Title: Chemical induced behavioral responses in anopheles minimus and Anopheles harrisoni in Thailand Authors
Submitted to: Journal of Vector Ecology
Publication Type: Peer Reviewed Journal
Publication Acceptance Date: May 2, 2011
Publication Date: July 11, 2011
Citation: Tisgratog, R., Thananchai, C., Bangs, M.J., Thainchum, K., Prabaripai, A., Chauhan, K.R., Pothikasikorn, J., Chareonviriyaphap, T. 2011. Chemical induced behavioral responses in anopheles minimus and Anopheles harrisoni in Thailand. Journal of Vector Ecology. 36(2):321-331. Interpretive Summary: Evaluation of potential repellent compounds against mosquito vectors of diseases is time consuming and often involves animal or human subjects. We have developed a laboratory modular assay system that can screen candidate compounds without involving human subjects or animals. This assay system is compact in size and only requires small amounts of the test compound. These results from compact assay system supports previous field studies which show that human contact and disease transmission by mosquitoes are interrupted by public health insecticides and repellents. This information can be used by scientists in the private and public sectors that are interested in developing and testing potential repellent compounds and insecticides.
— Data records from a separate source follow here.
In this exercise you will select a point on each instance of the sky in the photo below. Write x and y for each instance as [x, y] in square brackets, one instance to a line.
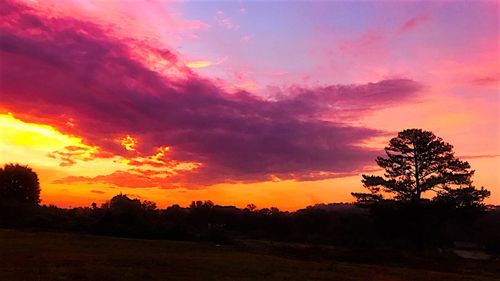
[280, 104]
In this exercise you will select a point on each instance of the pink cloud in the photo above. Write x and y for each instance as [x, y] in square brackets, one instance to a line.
[222, 20]
[61, 68]
[413, 22]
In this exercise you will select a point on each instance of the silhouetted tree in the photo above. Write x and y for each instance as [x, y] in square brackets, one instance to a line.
[417, 161]
[19, 184]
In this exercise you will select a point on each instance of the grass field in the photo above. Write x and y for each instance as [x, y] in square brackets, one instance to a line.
[52, 256]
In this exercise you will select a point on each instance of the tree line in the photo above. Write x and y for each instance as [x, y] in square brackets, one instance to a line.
[423, 198]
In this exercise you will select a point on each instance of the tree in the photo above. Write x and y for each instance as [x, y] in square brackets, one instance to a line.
[417, 162]
[19, 184]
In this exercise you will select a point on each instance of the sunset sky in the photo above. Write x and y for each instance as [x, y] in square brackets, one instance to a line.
[272, 103]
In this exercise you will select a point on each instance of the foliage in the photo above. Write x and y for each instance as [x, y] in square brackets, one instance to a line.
[19, 184]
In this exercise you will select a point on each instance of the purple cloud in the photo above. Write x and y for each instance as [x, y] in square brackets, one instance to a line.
[59, 69]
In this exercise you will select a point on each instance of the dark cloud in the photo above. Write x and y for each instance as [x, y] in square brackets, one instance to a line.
[60, 69]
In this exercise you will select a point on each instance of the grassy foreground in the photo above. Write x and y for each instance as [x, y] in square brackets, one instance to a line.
[53, 256]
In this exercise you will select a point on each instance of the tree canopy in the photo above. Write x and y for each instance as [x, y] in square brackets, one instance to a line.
[416, 162]
[19, 184]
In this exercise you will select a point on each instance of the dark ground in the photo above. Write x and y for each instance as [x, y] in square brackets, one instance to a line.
[53, 256]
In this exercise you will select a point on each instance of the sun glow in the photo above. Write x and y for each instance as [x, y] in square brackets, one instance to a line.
[128, 142]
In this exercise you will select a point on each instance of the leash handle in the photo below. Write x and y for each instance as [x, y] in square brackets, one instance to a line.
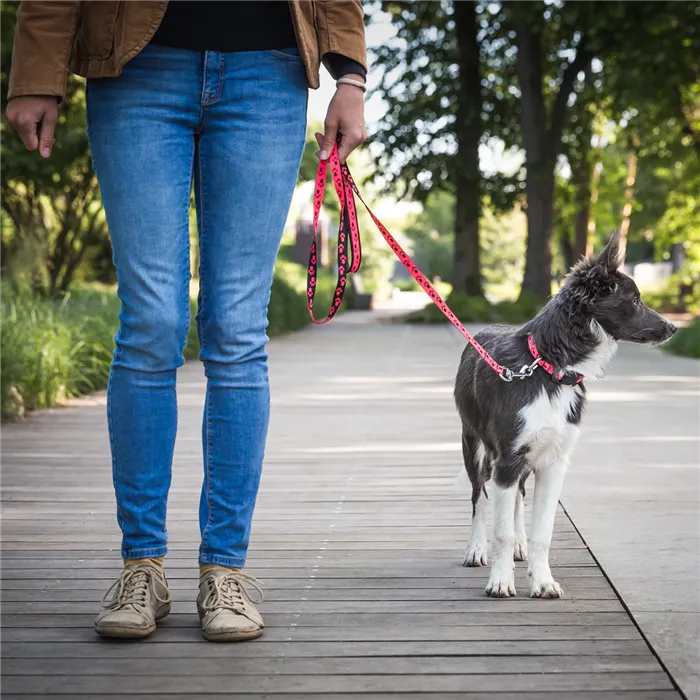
[345, 188]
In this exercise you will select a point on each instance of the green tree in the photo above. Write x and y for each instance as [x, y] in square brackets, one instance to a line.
[429, 139]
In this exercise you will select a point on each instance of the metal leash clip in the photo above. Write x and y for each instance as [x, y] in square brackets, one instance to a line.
[525, 371]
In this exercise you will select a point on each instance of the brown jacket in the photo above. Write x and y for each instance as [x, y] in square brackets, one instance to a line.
[95, 38]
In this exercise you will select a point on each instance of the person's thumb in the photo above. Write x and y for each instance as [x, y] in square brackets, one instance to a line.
[47, 130]
[329, 138]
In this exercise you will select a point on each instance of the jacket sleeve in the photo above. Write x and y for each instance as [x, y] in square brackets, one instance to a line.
[44, 36]
[341, 30]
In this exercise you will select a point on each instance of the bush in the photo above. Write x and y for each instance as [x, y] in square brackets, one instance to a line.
[686, 342]
[50, 351]
[479, 310]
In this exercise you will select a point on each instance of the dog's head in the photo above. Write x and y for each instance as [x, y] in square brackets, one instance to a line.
[608, 296]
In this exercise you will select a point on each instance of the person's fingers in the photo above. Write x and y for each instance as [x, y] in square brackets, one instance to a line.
[329, 137]
[352, 138]
[47, 128]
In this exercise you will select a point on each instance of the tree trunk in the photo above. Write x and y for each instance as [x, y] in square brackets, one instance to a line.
[539, 190]
[581, 180]
[590, 228]
[542, 133]
[466, 272]
[629, 194]
[539, 183]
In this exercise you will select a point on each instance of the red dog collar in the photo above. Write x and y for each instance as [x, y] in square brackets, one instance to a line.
[561, 377]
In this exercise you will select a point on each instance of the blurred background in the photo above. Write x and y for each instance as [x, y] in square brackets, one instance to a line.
[506, 140]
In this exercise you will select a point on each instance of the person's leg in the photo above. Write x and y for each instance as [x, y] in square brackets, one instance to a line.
[248, 155]
[141, 128]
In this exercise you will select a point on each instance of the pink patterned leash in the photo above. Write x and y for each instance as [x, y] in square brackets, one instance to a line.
[349, 259]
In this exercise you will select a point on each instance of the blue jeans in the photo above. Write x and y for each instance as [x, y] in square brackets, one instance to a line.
[235, 124]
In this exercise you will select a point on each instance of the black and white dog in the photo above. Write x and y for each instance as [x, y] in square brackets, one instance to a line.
[510, 429]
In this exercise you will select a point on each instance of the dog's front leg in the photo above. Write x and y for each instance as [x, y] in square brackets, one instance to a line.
[520, 551]
[502, 580]
[548, 484]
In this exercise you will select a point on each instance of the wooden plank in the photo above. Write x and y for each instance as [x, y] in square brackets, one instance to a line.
[554, 695]
[192, 648]
[323, 684]
[190, 631]
[332, 665]
[441, 612]
[282, 593]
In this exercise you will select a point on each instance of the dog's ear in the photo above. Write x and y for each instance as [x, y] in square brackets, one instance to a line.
[612, 257]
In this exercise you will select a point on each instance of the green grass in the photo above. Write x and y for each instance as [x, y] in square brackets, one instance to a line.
[51, 351]
[686, 342]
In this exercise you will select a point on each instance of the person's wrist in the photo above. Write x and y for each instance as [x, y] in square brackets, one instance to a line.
[351, 81]
[354, 76]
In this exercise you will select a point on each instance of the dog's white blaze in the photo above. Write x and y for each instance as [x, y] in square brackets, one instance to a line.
[550, 440]
[546, 431]
[594, 366]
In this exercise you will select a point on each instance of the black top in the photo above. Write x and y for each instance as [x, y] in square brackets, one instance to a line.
[237, 25]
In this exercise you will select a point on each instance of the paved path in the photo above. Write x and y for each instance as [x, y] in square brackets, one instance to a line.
[358, 536]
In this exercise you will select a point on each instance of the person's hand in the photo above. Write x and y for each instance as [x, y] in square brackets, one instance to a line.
[345, 117]
[34, 118]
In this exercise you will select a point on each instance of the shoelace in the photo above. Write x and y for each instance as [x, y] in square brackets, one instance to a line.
[228, 592]
[131, 588]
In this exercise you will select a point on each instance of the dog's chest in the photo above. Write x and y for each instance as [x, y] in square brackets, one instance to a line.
[547, 429]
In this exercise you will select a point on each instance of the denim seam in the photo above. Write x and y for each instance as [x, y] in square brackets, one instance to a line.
[207, 456]
[219, 89]
[110, 430]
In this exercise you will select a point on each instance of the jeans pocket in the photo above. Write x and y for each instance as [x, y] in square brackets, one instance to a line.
[287, 55]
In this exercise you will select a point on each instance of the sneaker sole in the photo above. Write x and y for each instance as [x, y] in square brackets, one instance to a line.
[124, 632]
[131, 632]
[233, 636]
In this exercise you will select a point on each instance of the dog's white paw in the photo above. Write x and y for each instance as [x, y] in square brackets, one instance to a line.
[520, 548]
[546, 589]
[476, 555]
[501, 588]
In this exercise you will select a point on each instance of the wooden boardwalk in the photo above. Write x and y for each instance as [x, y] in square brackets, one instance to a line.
[358, 539]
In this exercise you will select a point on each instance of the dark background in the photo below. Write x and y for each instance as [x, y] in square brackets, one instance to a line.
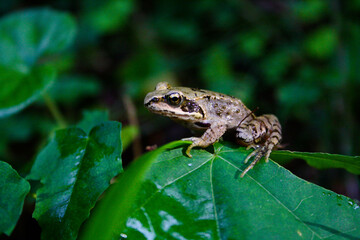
[299, 60]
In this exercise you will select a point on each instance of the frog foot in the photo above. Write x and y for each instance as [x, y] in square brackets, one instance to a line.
[193, 144]
[196, 142]
[259, 152]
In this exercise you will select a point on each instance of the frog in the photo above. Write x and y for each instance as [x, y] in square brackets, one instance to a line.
[213, 114]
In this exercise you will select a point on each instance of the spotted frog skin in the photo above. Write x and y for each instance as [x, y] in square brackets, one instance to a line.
[214, 114]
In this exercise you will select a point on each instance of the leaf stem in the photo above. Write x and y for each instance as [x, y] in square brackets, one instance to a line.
[54, 110]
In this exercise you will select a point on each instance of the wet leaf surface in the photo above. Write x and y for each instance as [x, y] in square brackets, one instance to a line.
[13, 190]
[205, 198]
[74, 168]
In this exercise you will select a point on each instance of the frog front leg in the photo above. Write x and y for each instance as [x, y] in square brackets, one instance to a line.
[262, 133]
[210, 136]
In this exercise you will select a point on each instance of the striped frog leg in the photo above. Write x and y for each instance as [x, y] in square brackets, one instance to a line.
[262, 133]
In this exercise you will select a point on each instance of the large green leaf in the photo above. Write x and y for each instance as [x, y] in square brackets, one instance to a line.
[204, 198]
[13, 190]
[321, 160]
[74, 168]
[26, 37]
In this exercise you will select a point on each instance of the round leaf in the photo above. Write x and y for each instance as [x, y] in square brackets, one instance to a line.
[25, 38]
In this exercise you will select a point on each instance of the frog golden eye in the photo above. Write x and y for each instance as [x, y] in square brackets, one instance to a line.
[174, 99]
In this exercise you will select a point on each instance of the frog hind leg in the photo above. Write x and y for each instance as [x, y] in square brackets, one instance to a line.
[210, 136]
[262, 133]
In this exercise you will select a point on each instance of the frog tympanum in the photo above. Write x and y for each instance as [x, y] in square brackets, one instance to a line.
[214, 114]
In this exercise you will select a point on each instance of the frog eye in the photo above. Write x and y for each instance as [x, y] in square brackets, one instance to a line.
[174, 99]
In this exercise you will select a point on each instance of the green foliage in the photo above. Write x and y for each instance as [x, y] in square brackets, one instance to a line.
[128, 134]
[13, 190]
[74, 168]
[26, 38]
[71, 89]
[322, 43]
[108, 16]
[166, 195]
[297, 59]
[322, 160]
[92, 118]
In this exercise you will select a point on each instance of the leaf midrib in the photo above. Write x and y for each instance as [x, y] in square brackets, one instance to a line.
[273, 196]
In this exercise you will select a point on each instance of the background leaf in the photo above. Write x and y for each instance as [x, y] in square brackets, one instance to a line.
[27, 37]
[321, 160]
[13, 190]
[204, 198]
[91, 118]
[74, 168]
[128, 134]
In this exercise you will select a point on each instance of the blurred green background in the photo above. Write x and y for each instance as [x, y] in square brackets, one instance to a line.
[297, 59]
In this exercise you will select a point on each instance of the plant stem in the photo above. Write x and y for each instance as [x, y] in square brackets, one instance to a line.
[54, 110]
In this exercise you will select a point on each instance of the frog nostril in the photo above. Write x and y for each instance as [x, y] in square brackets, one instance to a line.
[154, 99]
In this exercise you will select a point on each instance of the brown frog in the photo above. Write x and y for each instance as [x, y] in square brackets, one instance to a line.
[215, 113]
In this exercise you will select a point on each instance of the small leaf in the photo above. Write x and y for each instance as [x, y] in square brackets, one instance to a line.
[13, 190]
[25, 38]
[91, 118]
[204, 198]
[74, 168]
[321, 160]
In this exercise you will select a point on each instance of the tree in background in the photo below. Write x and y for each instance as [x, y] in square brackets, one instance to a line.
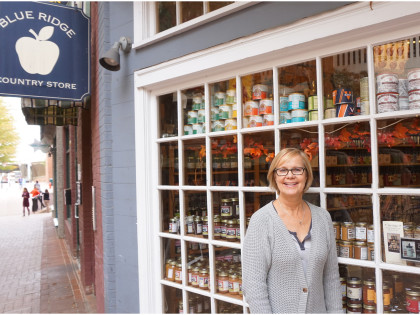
[9, 137]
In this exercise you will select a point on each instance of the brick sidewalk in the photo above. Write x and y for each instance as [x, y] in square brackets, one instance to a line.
[36, 273]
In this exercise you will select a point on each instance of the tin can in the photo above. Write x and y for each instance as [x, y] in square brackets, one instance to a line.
[387, 83]
[285, 117]
[268, 120]
[219, 98]
[265, 107]
[197, 129]
[225, 112]
[230, 124]
[313, 115]
[344, 110]
[188, 130]
[192, 117]
[387, 102]
[230, 97]
[251, 108]
[255, 121]
[330, 113]
[259, 91]
[296, 101]
[284, 103]
[201, 116]
[299, 115]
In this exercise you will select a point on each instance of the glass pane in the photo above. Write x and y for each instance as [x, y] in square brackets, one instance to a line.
[397, 75]
[297, 92]
[400, 217]
[224, 161]
[399, 285]
[226, 221]
[258, 154]
[198, 265]
[346, 85]
[195, 162]
[214, 5]
[190, 10]
[399, 152]
[193, 107]
[172, 270]
[348, 158]
[196, 213]
[172, 300]
[306, 140]
[168, 115]
[166, 15]
[223, 105]
[170, 211]
[169, 167]
[257, 99]
[228, 272]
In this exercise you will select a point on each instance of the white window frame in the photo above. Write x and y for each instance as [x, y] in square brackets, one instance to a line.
[146, 18]
[345, 29]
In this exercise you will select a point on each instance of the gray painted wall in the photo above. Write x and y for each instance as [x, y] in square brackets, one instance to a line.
[117, 123]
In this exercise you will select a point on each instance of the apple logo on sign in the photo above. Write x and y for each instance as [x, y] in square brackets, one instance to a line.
[38, 55]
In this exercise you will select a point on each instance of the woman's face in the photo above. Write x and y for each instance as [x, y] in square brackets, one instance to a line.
[291, 184]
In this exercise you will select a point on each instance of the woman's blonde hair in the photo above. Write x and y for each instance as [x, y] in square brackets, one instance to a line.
[286, 154]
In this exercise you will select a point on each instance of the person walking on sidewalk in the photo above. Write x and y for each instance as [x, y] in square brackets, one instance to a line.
[25, 195]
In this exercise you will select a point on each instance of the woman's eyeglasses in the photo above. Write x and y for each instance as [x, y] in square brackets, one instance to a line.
[285, 171]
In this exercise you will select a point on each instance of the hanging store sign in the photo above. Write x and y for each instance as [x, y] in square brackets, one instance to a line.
[44, 51]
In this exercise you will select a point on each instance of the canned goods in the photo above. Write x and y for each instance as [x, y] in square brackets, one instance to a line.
[192, 117]
[284, 103]
[296, 101]
[285, 117]
[230, 124]
[268, 120]
[259, 91]
[299, 115]
[255, 121]
[265, 107]
[251, 108]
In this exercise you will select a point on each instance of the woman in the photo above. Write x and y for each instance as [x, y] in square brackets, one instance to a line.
[289, 255]
[25, 195]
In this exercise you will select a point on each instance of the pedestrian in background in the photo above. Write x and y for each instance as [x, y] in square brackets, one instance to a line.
[25, 195]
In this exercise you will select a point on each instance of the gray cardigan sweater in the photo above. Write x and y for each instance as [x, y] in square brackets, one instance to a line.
[273, 276]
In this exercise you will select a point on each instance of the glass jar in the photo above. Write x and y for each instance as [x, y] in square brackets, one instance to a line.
[370, 235]
[347, 231]
[223, 282]
[226, 210]
[178, 273]
[361, 231]
[231, 230]
[360, 250]
[346, 249]
[203, 279]
[369, 292]
[206, 227]
[354, 289]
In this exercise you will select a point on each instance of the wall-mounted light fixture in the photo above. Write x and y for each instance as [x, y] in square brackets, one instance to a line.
[111, 59]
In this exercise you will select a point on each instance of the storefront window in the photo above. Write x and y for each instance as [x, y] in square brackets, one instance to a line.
[257, 99]
[258, 154]
[348, 155]
[193, 105]
[399, 152]
[223, 106]
[346, 84]
[307, 141]
[297, 93]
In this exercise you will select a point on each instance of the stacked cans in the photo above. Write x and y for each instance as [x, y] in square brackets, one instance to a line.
[259, 112]
[224, 111]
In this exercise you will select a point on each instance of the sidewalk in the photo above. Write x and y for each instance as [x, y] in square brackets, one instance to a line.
[36, 273]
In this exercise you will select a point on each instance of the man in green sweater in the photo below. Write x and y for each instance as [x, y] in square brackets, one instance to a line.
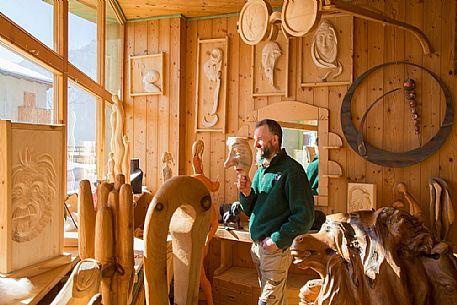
[280, 207]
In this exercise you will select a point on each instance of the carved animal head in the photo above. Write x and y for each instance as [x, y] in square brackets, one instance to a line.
[366, 254]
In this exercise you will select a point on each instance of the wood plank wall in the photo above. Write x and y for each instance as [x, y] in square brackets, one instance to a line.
[154, 124]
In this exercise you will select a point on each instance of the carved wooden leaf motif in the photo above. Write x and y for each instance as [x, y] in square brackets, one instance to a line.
[270, 55]
[213, 71]
[34, 191]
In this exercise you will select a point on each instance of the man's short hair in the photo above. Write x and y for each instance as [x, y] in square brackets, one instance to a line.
[273, 126]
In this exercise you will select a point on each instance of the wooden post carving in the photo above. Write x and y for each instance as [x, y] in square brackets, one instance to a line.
[188, 199]
[110, 234]
[382, 257]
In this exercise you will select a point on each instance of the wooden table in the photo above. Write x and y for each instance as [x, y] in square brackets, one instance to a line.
[44, 282]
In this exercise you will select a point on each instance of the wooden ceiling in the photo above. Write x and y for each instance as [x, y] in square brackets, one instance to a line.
[137, 9]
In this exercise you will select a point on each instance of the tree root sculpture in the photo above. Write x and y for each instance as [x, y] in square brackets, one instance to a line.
[183, 206]
[383, 257]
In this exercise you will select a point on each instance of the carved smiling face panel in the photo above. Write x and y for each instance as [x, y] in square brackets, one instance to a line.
[33, 193]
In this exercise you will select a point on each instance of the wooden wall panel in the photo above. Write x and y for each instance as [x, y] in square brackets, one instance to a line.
[152, 122]
[388, 125]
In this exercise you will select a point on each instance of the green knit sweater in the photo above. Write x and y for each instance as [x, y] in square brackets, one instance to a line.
[280, 205]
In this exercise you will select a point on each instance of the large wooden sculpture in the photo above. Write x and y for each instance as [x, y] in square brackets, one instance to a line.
[106, 234]
[212, 186]
[183, 206]
[382, 257]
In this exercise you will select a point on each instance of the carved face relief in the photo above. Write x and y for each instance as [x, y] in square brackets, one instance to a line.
[149, 80]
[213, 66]
[270, 54]
[324, 49]
[34, 192]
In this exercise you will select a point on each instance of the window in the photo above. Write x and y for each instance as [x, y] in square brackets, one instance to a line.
[108, 136]
[113, 47]
[81, 129]
[300, 145]
[82, 36]
[26, 89]
[41, 25]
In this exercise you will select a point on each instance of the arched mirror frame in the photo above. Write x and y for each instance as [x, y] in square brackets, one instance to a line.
[292, 111]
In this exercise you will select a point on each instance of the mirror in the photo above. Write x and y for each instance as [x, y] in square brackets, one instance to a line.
[288, 113]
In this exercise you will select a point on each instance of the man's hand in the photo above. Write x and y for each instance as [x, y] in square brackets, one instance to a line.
[269, 245]
[244, 185]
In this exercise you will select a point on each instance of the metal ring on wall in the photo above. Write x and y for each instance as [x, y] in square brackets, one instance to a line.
[396, 159]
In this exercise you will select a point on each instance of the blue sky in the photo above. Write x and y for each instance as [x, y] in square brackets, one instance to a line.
[81, 32]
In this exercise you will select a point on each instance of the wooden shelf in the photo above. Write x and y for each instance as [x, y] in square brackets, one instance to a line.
[238, 235]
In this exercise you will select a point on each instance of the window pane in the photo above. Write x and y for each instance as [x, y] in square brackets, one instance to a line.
[82, 35]
[81, 137]
[41, 25]
[26, 89]
[113, 30]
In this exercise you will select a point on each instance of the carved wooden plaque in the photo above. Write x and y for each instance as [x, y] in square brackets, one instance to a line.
[31, 194]
[146, 74]
[211, 86]
[299, 17]
[254, 23]
[361, 196]
[326, 53]
[270, 64]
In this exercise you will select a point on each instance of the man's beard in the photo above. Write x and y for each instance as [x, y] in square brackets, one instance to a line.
[267, 151]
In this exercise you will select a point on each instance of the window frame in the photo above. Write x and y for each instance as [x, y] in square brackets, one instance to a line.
[57, 61]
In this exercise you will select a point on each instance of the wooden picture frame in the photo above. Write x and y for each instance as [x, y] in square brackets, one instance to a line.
[211, 87]
[265, 55]
[146, 74]
[323, 66]
[361, 196]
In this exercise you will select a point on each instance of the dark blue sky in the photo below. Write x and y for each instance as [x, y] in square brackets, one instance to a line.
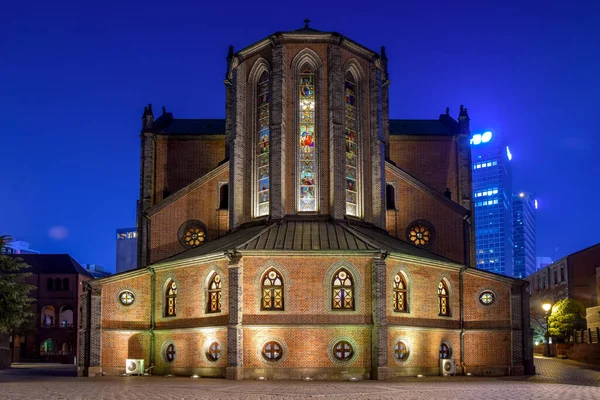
[75, 76]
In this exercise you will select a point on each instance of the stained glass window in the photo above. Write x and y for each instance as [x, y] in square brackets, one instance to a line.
[445, 351]
[170, 352]
[351, 134]
[401, 351]
[272, 291]
[419, 234]
[487, 297]
[214, 351]
[443, 300]
[307, 200]
[399, 294]
[126, 297]
[343, 350]
[262, 149]
[171, 299]
[343, 298]
[214, 294]
[272, 351]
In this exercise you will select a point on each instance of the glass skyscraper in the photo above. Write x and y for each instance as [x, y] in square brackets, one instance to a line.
[523, 208]
[492, 196]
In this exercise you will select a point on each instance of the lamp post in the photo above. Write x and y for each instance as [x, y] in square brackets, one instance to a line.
[547, 307]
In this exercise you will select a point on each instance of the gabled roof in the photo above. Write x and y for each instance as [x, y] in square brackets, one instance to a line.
[52, 264]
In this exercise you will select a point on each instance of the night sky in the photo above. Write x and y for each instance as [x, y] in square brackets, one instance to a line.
[75, 76]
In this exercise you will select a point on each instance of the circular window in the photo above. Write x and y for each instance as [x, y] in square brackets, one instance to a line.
[420, 233]
[343, 350]
[272, 351]
[214, 351]
[401, 351]
[126, 297]
[192, 233]
[487, 297]
[170, 352]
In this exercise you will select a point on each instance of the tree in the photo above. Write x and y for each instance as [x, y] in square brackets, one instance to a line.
[567, 314]
[15, 303]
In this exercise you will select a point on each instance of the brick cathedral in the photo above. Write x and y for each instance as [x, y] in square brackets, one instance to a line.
[307, 235]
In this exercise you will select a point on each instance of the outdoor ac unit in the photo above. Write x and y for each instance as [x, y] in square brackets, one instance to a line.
[134, 367]
[447, 367]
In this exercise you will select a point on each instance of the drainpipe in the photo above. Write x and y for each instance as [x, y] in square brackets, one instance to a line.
[152, 315]
[462, 317]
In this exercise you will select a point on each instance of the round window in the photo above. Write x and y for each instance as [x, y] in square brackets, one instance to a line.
[126, 297]
[343, 350]
[487, 298]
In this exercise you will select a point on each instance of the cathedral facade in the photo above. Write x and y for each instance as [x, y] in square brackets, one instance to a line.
[306, 236]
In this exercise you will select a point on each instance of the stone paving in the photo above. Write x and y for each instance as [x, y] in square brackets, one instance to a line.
[557, 379]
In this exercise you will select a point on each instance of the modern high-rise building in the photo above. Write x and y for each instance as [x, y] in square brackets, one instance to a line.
[523, 208]
[126, 249]
[492, 196]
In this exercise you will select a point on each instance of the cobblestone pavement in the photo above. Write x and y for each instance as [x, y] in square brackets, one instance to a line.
[36, 383]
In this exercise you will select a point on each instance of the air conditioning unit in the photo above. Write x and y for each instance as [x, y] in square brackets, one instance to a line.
[134, 367]
[447, 367]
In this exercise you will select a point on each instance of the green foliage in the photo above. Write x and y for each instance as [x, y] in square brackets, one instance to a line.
[15, 303]
[566, 315]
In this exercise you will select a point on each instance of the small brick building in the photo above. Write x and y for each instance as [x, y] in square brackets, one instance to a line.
[306, 235]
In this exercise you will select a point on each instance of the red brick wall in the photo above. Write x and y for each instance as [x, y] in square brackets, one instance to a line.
[431, 159]
[201, 203]
[412, 204]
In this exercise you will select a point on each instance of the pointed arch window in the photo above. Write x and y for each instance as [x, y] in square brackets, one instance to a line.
[343, 291]
[443, 299]
[351, 133]
[272, 291]
[399, 294]
[171, 299]
[214, 294]
[263, 145]
[307, 196]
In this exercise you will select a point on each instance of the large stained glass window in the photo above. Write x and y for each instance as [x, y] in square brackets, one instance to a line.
[351, 146]
[308, 160]
[262, 149]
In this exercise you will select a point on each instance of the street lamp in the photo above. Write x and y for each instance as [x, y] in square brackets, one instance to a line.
[547, 307]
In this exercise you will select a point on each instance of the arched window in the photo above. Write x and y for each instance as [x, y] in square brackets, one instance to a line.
[351, 133]
[272, 291]
[443, 299]
[214, 294]
[171, 299]
[224, 197]
[390, 197]
[307, 194]
[263, 145]
[399, 293]
[445, 351]
[343, 294]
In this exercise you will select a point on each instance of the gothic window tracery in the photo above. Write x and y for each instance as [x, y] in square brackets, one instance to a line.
[343, 291]
[263, 145]
[272, 291]
[351, 136]
[307, 194]
[214, 294]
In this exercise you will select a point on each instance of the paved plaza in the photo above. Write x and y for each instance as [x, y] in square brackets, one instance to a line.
[556, 379]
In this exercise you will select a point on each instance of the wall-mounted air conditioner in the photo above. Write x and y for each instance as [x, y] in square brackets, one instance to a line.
[447, 367]
[134, 367]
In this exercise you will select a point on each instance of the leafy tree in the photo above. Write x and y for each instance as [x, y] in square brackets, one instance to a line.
[15, 303]
[566, 315]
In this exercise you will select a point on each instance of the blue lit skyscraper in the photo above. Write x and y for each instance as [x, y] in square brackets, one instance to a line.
[524, 206]
[492, 196]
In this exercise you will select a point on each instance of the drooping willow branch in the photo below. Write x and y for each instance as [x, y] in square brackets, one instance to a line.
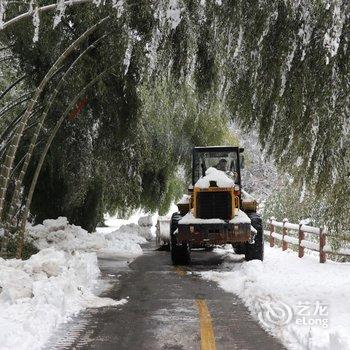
[11, 86]
[40, 9]
[43, 156]
[10, 155]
Technical Abstract: Behavioral responses of female mosquitoes representing two species in the Minimus Complex exposed to an operational field dose of bifenthrin or DEET (N,N-diethyl-m-toluamide) were described using an excito-repellency test system. Two test populations of An. minimus, one from the field (Tak Province, western Thailand), the other from a long-established laboratory colony, and Anopheles harrisoni collected from Kanchanaburi Province, western Thailand, were used. Results showed that all test populations rapidly escaped after direct contact with surfaces treated with either bifenthrin or DEET compared to match-paired untreated controls. Greater escape response by exposed females to bifenthrin and DEET were observed in the An. minimus colony compared to the two field populations. Field collected An. minimus demonstrated a more rapid escape response to DEET than to bifenthrin, whereas An. harrisoni showed a converse response. Fewer females escaped from test chambers without direct contact with treated surfaces compared to contact tests; however, the spatial repellency response was significantly pronounced in all test populations compared to match-paired controls. DEET was found to perform as both a contact stimulant and moderate spatial repellent.